June 5, 2020
There’s no ending systemic racism without ending the entrenched economic injustice that keeps it in place. All the "I've looked into my heart to examine my privilege" in the world isn't a substitute for political activism. If you owe me money I appreciate an apology - but I also want my money back.
That’s the difference between examining privilege and paying reparations. Metaphysically this speaks to the difference between Atonement and amends. Yes, Atonement is important. But where amends are possible, they’re equally important. We just need the political will to make it happen.
Race based policies are different than reparations, because reparations carry moral force. They’re an inherent recognition of a wrong that was done and a debt that’s owed.
After 2 and a half centuries of slavery followed by another 100 years of institutionalized white supremacy, the economic gap between blacks and whites was practically built into the system of American public policy. Fundamental repair began, but is far from complete. First segregation was dismantled (the Civil Rights Act 1964), then the right to vote was guaranteed (the Voting Rights Act 1965). Yet Dr. King was killed in 1968 and then Nixon was elected President. The train didn’t just slow down. It pretty much came to a full stop.
I think we’d all agree that if you’ve been kicking someone to the ground – and three and a half centuries is a lot of kicking – then you owe people two things. One, of course, to stop kicking. But also, to reach out and say, “Here, let me help you get up.”
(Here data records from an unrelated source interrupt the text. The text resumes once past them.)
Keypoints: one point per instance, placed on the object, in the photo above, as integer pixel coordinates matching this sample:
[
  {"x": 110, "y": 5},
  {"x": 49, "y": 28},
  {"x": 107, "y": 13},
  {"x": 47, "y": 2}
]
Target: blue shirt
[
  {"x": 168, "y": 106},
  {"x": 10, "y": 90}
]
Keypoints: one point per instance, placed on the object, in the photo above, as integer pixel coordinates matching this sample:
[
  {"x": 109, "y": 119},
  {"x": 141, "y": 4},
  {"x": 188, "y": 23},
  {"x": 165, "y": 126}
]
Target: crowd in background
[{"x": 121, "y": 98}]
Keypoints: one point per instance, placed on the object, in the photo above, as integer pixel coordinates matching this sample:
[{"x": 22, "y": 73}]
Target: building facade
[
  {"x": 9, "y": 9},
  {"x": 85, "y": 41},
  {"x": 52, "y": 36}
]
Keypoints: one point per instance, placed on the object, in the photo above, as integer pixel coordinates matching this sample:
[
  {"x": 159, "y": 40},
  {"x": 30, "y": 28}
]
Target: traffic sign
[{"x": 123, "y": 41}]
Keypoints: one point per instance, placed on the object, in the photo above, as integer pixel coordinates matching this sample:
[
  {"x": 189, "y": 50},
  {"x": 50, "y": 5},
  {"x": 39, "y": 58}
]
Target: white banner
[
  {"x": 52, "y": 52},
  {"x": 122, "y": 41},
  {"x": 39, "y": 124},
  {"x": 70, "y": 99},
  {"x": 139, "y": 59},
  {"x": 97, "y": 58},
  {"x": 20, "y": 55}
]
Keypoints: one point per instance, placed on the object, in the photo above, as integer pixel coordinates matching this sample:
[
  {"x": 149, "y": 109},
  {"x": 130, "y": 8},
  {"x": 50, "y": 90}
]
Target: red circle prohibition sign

Yet the economic gap created by centuries of slavery and white supremacy was not only not addressed. Over time, the legacy of racism only got worse. Mass incarceration, criminal injustice at exponentially increased rates, and police brutality are examples.
There’s been a conversation about all this for a while, but it never fundamentally gets anywhere because our political establishment drags its feet. Race-based policies are often discussed, including things like money for Historically Black Colleges or help with home ownership. But even that is treating symptom and not cause, because the problem begins so much earlier than that – in fact it begins at birth. We must recognize the importance of early childhood – for all American children. Today, millions of children – primarily black – live in “domestic war zones” where they have a greater chance of incarceration than they do of high school graduation. Millions are locked out before they reach the end of elementary school.
Yet despite all this, we’re living in a very important moment. People are waking up in whole new ways, not only to the nature of the problem but to the nature of their own power. And more than anything, to the meaning of courage. What’s needed now is much like the shift that many of our ancestors made, from being anti-slavery to becoming Abolitionists. Being against slavery was simply not enough; that, while noble, didn’t of itself help one slave. The transition that mattered, the internal bridge that needed to be crossed, was from anti-slavery to Abolitionist – from “I’m against what’s happening” to “Not on my watch.”
And that’s where we are now. It’s not enough to say we’re against systemic racism. We need to be for reparations, for the end to corporate rule, for money out of politics, for criminal justice reform, for an end to policing as we know it…for all the things that make up a revolution in values and a paradigmatic change in American politics.
All of that is possible. We were simply asleep, and now we’re not.